Zaccanesca, un angolo di San Bendetto Val di Sabro Fuoriporta

Zaccanesca, un angolo di San Bendetto Val di Sabro

Zaccanesca non si vede quasi. Non è che si nasconda per timidezza… è proprio che lei, da brava signora dell’Appennino, ama farsi cercare. È lì, tra querce e castagni, qualche centinaio di metri sopra il torrente Savena, a due passi (meno di 2 km) da Madonna dei Fornelli, ma con l’atteggiamento di chi dice: “Se mi vuoi davvero, vieni su con calma”. Siamo a San Bendetto Val di Sabro.

La trovi quasi per caso lungo la Provinciale 79, oppure – per chi ama le imprese eroiche ma con premio finale – attraverso un sentiero che la comunità di Foiatonda ha ripristinato e segnato. Perché a Zaccanesca le cose si fanno così: poco rumore, tanta sostanza. E quando arrivi, capisci subito che questo non è un borgo qualunque. È un posto che sembra uscito da una storia antica, ma che ti accoglie come se fossi atteso da sempre.

Al centro del borgo, conosciuto già nel 1200 con un nome che suona quasi da leggenda (“Caccianesca”), c’è lei: la Chiesa di Santa Maria. Sta lì, stretta tra le case, come il cuore di pietra che tiene insieme tutta la memoria del paese. Il tipo di chiesa che non ha bisogno di farsi grande per essere importante: basta esserci.

Ma attenzione: Zaccanesca non è un museo. È viva. E lo capisci dalle persone. Poche, sì. Ma indomabili. Qui gli abitanti non sono “residenti”: sono custodi. Personaggi veri, di quelli che se li incontri ti offrono da bere prima ancora di chiederti come ti chiami. E spesso il bere è vino, perché in montagna l’ospitalità si misura così: un bicchiere, due chiacchiere, e qualche racconto che vale più di qualsiasi guida turistica.

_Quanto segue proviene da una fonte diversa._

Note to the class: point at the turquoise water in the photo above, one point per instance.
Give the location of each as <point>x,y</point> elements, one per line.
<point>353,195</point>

E poi c’è un momento in cui Zaccanesca diventa ufficialmente… Zaccanesca al massimo della sua potenza. La terza domenica di gennaio, quando il borgo celebra Sant’Antonio Abate. Qui non si parla di una festicciola: questa è una delle feste più sentite di tutta la vallata. Un richiamo irresistibile, un ritorno alle origini, una specie di “raduno delle anime” dove chi è nato in zona e chi ha un legame con questi luoghi torna su, come si fa con le cose davvero importanti.

Sant’Antonio Abate, poi, è il santo perfetto per un posto così: protettore degli animali, del fuoco, delle stalle, della vita contadina e – diciamolo – di chi ha bisogno di un po’ di calore dentro e fuori. E a Zaccanesca il calore non manca mai, perché la festa è fatta di comunità, di fede semplice e di riti che resistono al tempo meglio di qualsiasi moda.

Dal 1863, anno in cui la chiesa venne fondata, la tradizione è sempre la stessa: arrivano centinaia di persone dai paesi vicini per prendersi la loro pagnottella di pane benedetto. E qui succede una cosa meravigliosa: un gesto piccolissimo, una pagnotta, diventa un simbolo enorme. È come dire: “Io ci sono. Io appartengo. Io torno”.

A Zaccanesca Sant’Antonio non è una data sul calendario, è un modo di sentirsi famiglia anche se non ci si vede da mesi, un modo di stringersi attorno a qualcosa che è più grande del singolo: la memoria, la montagna, la comunità.

E alla fine, quando te ne vai, non è raro pensare una cosa: Zaccanesca non è solo un borgo. È una lezione di vita in versione Appennino. Ti insegna che puoi essere piccolo, quasi invisibile… eppure restare indispensabile. Soprattutto quando sai accendere le tradizioni nel modo giusto. Proprio come fa Sant’Antonio Abate, ogni anno, da queste parti.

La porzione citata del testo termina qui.